Manaus | AM | Com informações da assessoria de imprensa
O deputado Sinésio Campos (PT) apresentou a proposta de necessidade de integração da Zona Franca de Manaus (ZFM) com os municípios da Região Metropolitana de Manaus, com o objetivo de levar desenvolvimento à região e estrutura digna de vida aos habitantes, além de estagnar o fluxo migratório para a capital do Estado. “Manaus não pode continuar sendo o primo rico em detrimento dos municípios do interior que também têm o direito de desenvolvimento. Hoje, Manaus concentra 53% da população do Estado”.
A manifestação foi apresentada em pronunciamento durante a Sessão Ordinária da Assembleia Legislativa do Amazonas (ALEAM), na manhã desta terça-feira (1º), ao fazer um cumprimento de saudação aos vereadores e prefeito de Manaus e dos municípios eleitos no pleito de 2020.
O deputado lembrou que o fluxo migratório para Manaus teve origem na criação do Polo Industrial de Manaus (PIM), na década de 1970, quando milhares de pessoas dos municípios decidiram ir para a capital em busca de oportunidade de trabalho e melhores condições de vida. “A Zona Franca foi criada para o desenvolvimento do Estado, contudo, os municípios ficaram em segundo plano. Como toda a atenção ficou voltada para Manaus, o interior se tornou em mero fornecedor de mão de obra para as indústrias e prestadoras de serviços”.
Com o propósito de alteração desse quadro, foi criada a Região Metropolitana de Manaus (RMM), também conhecida como Grande Manaus. Trata-se da maior região metropolitana da Região Norte do Brasil, com cerca de 2,7 milhões de habitantes, e a décima primeira mais populosa do País. Instituída em 2007 pela Lei Complementar Estadual n. 52, reúne 13 municípios do Amazonas em processo de conurbação.

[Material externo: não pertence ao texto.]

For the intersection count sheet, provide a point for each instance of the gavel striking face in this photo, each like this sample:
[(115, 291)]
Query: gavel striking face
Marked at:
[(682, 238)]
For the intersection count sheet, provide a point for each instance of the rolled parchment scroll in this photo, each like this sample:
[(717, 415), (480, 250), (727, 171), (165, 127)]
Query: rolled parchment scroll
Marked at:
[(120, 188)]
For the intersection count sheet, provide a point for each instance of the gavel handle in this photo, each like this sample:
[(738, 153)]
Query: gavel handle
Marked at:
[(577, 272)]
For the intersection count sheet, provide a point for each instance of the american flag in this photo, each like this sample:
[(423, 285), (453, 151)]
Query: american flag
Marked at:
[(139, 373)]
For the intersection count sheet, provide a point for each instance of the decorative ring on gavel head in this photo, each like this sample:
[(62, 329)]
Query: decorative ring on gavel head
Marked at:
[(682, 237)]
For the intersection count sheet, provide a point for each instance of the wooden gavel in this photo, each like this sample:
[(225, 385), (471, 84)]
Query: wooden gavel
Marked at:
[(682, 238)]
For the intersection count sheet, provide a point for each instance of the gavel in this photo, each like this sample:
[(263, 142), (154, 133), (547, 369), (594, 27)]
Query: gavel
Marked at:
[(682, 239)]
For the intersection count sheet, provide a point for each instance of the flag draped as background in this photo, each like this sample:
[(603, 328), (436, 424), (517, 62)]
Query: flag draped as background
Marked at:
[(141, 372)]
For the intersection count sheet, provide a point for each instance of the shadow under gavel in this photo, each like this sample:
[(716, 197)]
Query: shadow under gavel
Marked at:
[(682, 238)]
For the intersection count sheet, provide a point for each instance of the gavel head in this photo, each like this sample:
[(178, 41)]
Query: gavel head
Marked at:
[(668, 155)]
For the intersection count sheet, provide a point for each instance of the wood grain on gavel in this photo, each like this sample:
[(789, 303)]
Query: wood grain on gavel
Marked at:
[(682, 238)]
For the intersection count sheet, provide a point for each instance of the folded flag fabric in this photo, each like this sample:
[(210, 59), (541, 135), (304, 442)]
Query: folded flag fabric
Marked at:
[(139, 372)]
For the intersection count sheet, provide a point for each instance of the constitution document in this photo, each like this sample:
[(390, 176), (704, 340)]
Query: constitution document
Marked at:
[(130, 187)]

Sinésio ressalta que a RMM deveria se constituir em uma área estratégica para o desenvolvimento do Estado. Nela, estende-se uma área de livre comércio, onde estão abrigadas algumas das maiores e mais importantes empresas instaladas no país do ramo de transportes e comunicações, além de polos biotecnológicos, petroquímicos, centros comerciais e intensa atividade portuária. “Mas, os benefícios continuam sendo distribuídos de forma desigual e apenas Manaus continuou se beneficiando com o trabalho e produção agrícola dos municípios como Iranduba e Rio Preto da Eva”.
O parlamentar apontou que o Estado continua enfrentando diversos problemas estruturais como falta de segurança pública e, até mesmo, de um porto decente para desembarque dos produtos oriundos dos municípios. “O Porto da Manaus Moderna é precário e inadequado para o desembarque e comercialização dos produtos. Naquele local impera um verdadeiro caos e condições desumanas de trabalho aos carregadores que fazem o desembarque dos produtos”.

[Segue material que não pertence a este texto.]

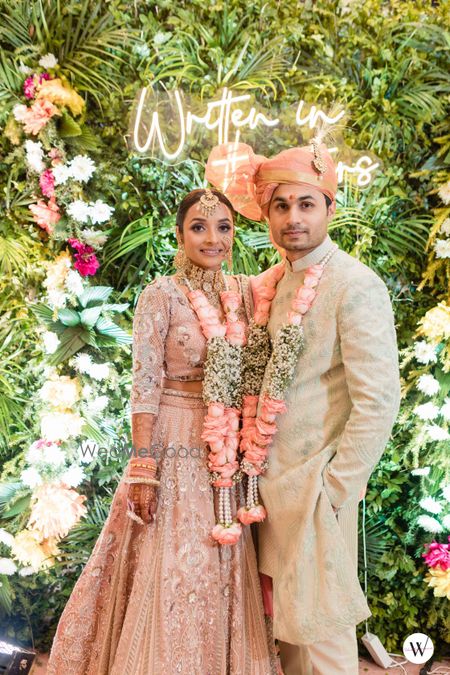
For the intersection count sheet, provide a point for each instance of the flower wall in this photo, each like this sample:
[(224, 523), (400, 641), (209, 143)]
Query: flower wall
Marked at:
[(86, 223)]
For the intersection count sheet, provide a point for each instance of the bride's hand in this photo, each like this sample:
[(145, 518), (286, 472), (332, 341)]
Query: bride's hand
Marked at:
[(144, 499)]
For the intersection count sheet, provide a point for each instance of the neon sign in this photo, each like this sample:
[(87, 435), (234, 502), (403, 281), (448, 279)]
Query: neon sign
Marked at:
[(228, 118)]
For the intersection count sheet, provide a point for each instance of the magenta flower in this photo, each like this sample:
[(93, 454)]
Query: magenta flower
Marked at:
[(47, 183), (437, 555), (85, 259)]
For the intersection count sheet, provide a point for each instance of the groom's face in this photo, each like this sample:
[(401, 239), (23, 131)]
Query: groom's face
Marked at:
[(298, 218)]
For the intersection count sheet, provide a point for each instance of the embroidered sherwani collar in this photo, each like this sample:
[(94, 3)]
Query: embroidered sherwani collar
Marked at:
[(311, 258)]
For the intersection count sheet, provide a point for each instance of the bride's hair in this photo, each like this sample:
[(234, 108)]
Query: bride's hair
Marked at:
[(192, 198)]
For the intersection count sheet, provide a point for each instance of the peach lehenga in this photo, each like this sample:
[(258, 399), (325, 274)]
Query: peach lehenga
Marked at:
[(165, 598)]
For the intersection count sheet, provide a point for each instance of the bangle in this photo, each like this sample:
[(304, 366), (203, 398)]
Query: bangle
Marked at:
[(145, 481)]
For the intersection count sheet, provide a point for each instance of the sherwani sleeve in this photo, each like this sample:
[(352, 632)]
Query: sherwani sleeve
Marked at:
[(370, 358)]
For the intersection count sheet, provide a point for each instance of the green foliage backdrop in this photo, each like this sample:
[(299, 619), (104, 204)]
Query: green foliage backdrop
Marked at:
[(386, 62)]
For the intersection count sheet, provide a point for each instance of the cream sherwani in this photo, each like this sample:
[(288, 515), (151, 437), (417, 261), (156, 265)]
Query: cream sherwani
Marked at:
[(341, 407)]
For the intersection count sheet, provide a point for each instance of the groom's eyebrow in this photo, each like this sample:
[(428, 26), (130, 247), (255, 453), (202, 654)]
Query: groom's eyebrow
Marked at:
[(299, 199)]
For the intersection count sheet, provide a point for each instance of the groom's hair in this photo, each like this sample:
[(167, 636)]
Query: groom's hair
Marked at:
[(192, 198)]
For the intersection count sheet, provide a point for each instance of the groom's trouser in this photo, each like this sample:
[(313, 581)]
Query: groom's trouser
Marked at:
[(339, 654)]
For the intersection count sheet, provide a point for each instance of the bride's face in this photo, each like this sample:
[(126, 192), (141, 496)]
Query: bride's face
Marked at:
[(207, 239)]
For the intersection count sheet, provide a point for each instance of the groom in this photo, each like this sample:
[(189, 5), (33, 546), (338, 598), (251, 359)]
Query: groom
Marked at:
[(341, 406)]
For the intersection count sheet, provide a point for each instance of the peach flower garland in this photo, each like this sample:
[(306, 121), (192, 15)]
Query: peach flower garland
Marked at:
[(259, 428), (222, 421)]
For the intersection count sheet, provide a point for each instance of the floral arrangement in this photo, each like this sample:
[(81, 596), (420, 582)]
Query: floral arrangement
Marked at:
[(73, 398), (58, 181), (437, 558), (222, 395), (259, 427)]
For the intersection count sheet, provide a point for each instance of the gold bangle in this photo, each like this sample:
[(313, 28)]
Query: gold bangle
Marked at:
[(144, 481)]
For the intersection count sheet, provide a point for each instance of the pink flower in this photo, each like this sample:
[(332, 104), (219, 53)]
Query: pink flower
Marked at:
[(85, 259), (437, 555), (250, 405), (215, 409), (261, 318), (273, 405), (227, 535), (315, 270), (231, 301), (256, 514), (294, 318), (47, 183), (29, 87), (265, 428), (216, 330), (45, 214), (236, 333), (36, 117)]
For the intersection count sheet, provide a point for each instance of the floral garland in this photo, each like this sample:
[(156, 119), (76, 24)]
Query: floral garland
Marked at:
[(259, 428), (223, 397)]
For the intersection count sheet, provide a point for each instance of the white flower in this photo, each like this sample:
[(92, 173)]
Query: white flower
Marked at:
[(74, 283), (429, 524), (53, 455), (444, 192), (100, 212), (6, 538), (430, 504), (19, 112), (87, 451), (424, 352), (422, 471), (48, 61), (99, 371), (61, 174), (51, 342), (445, 227), (81, 168), (59, 426), (437, 433), (427, 411), (26, 571), (445, 410), (7, 566), (94, 238), (34, 155), (73, 476), (428, 385), (442, 248), (79, 211), (31, 477), (98, 404), (82, 362), (25, 70)]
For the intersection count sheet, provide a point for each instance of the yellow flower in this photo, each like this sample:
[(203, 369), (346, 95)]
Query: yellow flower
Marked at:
[(61, 94), (439, 579), (61, 392), (29, 549), (436, 323)]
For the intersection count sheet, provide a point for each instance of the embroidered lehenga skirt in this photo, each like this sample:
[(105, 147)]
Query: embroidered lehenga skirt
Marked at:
[(164, 597)]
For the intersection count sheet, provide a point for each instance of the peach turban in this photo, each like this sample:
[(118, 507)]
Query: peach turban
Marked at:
[(249, 180)]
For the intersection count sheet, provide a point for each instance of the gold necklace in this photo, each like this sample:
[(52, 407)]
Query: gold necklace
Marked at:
[(211, 282)]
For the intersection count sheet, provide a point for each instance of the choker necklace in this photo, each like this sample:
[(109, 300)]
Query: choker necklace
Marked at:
[(211, 282)]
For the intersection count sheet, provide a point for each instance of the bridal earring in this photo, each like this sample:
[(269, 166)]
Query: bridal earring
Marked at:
[(180, 261)]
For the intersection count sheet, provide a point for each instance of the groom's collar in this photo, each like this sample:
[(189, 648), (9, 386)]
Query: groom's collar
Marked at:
[(312, 258)]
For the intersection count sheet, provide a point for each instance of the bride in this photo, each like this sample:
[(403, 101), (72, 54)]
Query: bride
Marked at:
[(172, 583)]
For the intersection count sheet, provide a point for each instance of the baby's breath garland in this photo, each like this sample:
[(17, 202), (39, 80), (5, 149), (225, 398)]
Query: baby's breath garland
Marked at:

Outro ponto atacado, foi a falta de aterros sanitários na Região Metropolitana de Manaus. “Nem Manaus possui aterro sanitário, o que existe é um aterro controlado que já se tornou o ponto mais alto da cidade e que está com os dias contados. Por isso defendo a integração e interiorização de projetos da Zona Franca de Manaus”.